Eben habe ich meine Besprechung der Debüt-EP vom Mai 2015 wieder gelesen und wollte sie inhaltlich fast wiederholen, bis ich zur Erkenntnis gelangt bin, dass sich die Band im falschen Licht präsentiert. Das poppige Artwork sollte dem eines Singer-Songwriter weichen. Hier zählen (hör- und lesbare) Worte, nicht (sing- oder pfeifbare) Melodien. Liesse man sich etwa in einem Restaurant instrumental berieseln, würde man die Musik der Tiptoes als angenehm aber nicht einprägsam einstufen. Obwohl ich aufhorchte als sich „She Says“ anfangs wie „Riders on the Storm“ von den Doors anhörte. Apropos Doors: Die Altvorderen hatten es wesentlich leichter, sich musikalisch einzuordnen. Damals gabs nur Rockmusik oder Radio Steiermark.
Anyway. Es hat mich gefreut, „Hide and Seek“ auch auf dem neuen Album wieder zu finden, das ist ein genialer Song, dessen Lyrics mir im Gedächtnis geblieben sind. Aber auch die anderen neuen Lieder leben von den Texten, in denen es meist um zerbrochene Beziehungen geht. Na ja, warum sollte es nicht wie im richtigen Leben sein.
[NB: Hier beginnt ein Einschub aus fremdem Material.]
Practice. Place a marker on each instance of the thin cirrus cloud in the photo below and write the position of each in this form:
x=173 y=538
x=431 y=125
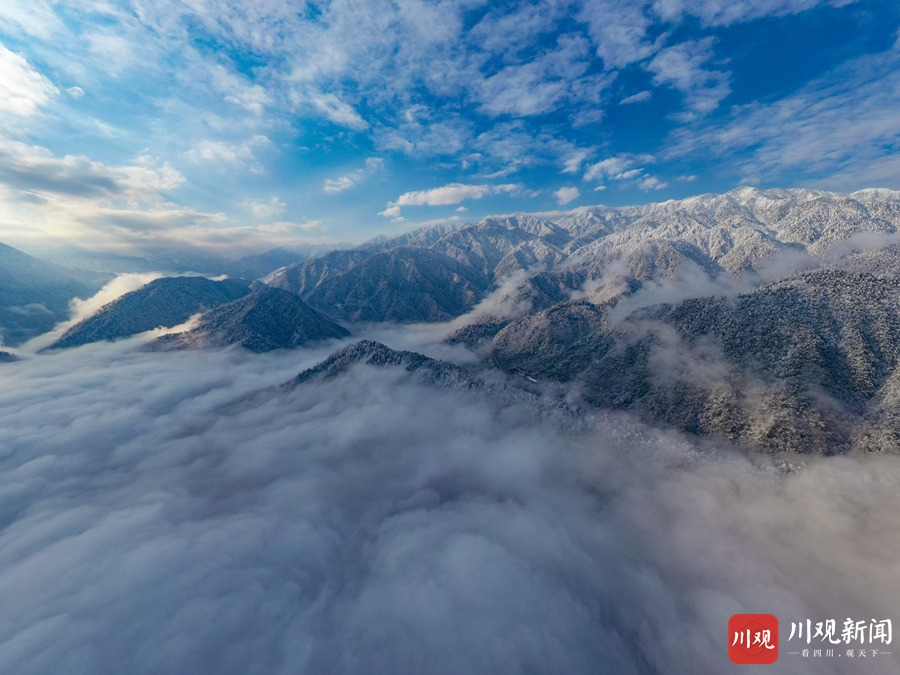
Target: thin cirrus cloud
x=23 y=90
x=566 y=194
x=453 y=193
x=470 y=94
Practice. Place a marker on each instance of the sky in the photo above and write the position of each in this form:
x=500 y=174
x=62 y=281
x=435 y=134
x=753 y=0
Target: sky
x=241 y=125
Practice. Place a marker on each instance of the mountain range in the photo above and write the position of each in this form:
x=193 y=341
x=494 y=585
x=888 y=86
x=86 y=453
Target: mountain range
x=769 y=318
x=35 y=294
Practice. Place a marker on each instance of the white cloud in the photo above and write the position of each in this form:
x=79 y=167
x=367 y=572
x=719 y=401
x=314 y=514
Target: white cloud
x=390 y=212
x=620 y=167
x=837 y=132
x=682 y=66
x=23 y=90
x=453 y=193
x=574 y=161
x=640 y=97
x=651 y=183
x=718 y=13
x=273 y=208
x=339 y=112
x=566 y=194
x=334 y=186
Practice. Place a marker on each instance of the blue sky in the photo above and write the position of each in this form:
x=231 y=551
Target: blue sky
x=240 y=125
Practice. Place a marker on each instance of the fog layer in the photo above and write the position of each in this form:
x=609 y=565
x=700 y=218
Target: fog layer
x=154 y=520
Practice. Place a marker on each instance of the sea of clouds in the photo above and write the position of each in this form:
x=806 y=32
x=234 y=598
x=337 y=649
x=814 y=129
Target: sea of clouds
x=160 y=515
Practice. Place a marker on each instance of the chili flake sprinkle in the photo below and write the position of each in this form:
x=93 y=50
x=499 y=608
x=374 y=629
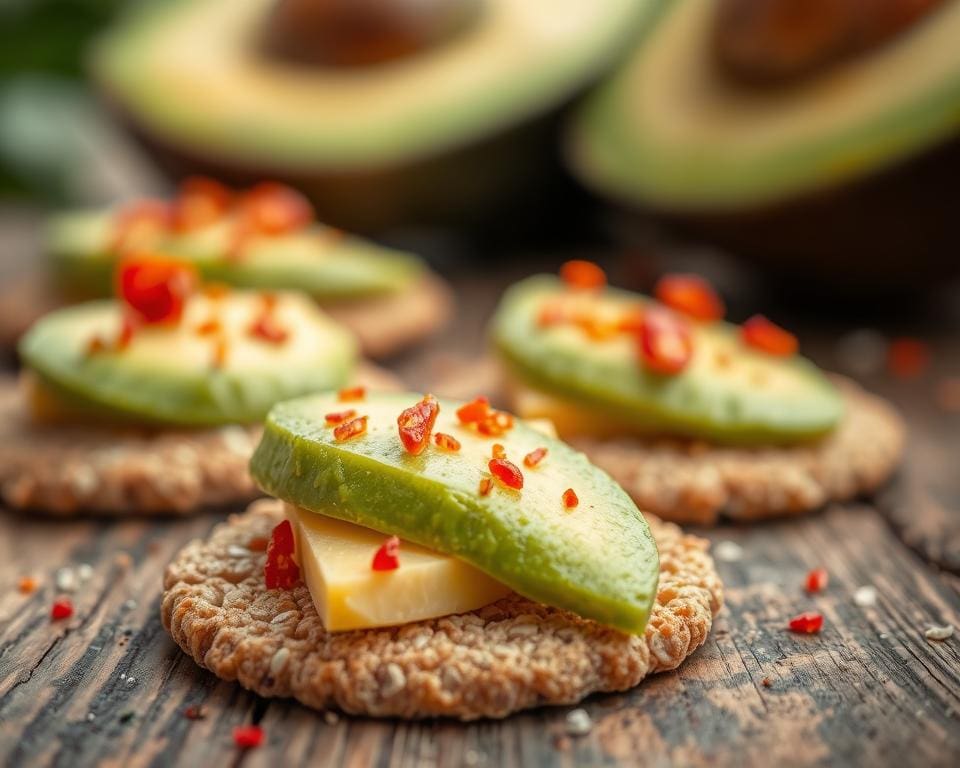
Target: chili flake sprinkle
x=387 y=557
x=446 y=442
x=248 y=736
x=507 y=473
x=808 y=623
x=62 y=608
x=350 y=429
x=338 y=417
x=533 y=458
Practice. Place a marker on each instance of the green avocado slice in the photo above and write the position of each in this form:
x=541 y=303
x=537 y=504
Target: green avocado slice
x=597 y=560
x=166 y=375
x=669 y=131
x=321 y=261
x=728 y=393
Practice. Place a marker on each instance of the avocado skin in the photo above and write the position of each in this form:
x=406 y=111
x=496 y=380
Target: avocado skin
x=432 y=500
x=691 y=404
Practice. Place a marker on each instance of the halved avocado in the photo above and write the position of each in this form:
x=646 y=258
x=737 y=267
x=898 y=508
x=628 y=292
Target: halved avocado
x=194 y=81
x=811 y=174
x=169 y=374
x=597 y=559
x=728 y=393
x=320 y=261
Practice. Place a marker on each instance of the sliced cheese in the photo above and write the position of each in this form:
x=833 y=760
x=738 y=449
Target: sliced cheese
x=335 y=561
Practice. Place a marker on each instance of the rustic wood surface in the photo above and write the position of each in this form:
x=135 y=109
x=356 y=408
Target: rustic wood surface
x=110 y=687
Im Titelsong heisst es etwa ... distance makes you run even further/ and I’m running after you/ distance makes you look for someone better/ though I’m the best for you/ OK. An Selbstbewußtsein mangelt es den jungen Textern jedenfalls nicht. Aber ob sie als Band durchstarten werden?
VIECH ist eine heimische Band, deren Entwicklung ich seit 2011 interessiert verfolge. Mit ihrem aktuellen dritten Album sind die Grazer Spuren des Band Co-Gründers Andreas Klinger, der nach Leipzig gezogen ist, völlig verweht und Paul Plut bringt seine Stimme konsequent ein und klingt so heiser, dass man sich Sorgen um seine Stimmbänder macht. Der Titelsong ist radiotauglich wie seinerzeit der „Steuermann“ und kommt ohne Brüllen aus, auch wenn sich der unverwechselbare Paul bald wie Tom Waits anhört.
Die Lyrics sind anspruchsvoll wie immer, „Ich wär so gern eine Straßenbahn, dann wärs OK im Kreis zu fahren“ und kommen aus der kollektiven Feder der Band. VIECH ist eine meiner Lieblingsbands, denn ihre klugen Texte rocken sich in dem Herzschlag genehmen Beats durch die Tunes. „Im Sand“ ist beispielsweise so eine geniale Nummer, aber macht euch selbst ein (Hör-)Bild der Band, der auch Martina Stranger ihre Stimme leiht, seit sie in Wien sind. Ich freu mich jedesmal, wenn ich VIECH im Radio höre und hoffentlich auch wieder einmal LIVE treffe.
Paul Plut und Christoph Lederhilger bin ich zu Dank verpflichtet, dass ich ihre Musik in meinen Buchtrailern verwenden darf. „Ich hab viele Fehler gemacht“ (Heute Nacht nach Budapest) stellt beispielsweise die Neuauflage des Gangan Lit-Mag vor und hat schon einige meiner Leser zu VIECH-Fans gemacht.
Mit Big Band Sound hatte ich lange Zeit den Bert Kaempfert (1923–1980) meiner Eltern oder den Urvater Glenn Miller (1904–1940) im Ohr. Wer kennt nicht „In the Mood“ und ähnliche Tunes aus der Swing-Ära. Aber es gibt in Graz auch den Sigi Feigl, man erkennt ihn an seinem Kapperl, und der dirigiert mit seiner neuen Big Band zeitgenössische Arrangements. Wenn man das Jazz Orchester Steiermark nun mit der Miklin-Familie aus Kärnten mixt, kommt dabei eine äußerst ansprechende CD heraus.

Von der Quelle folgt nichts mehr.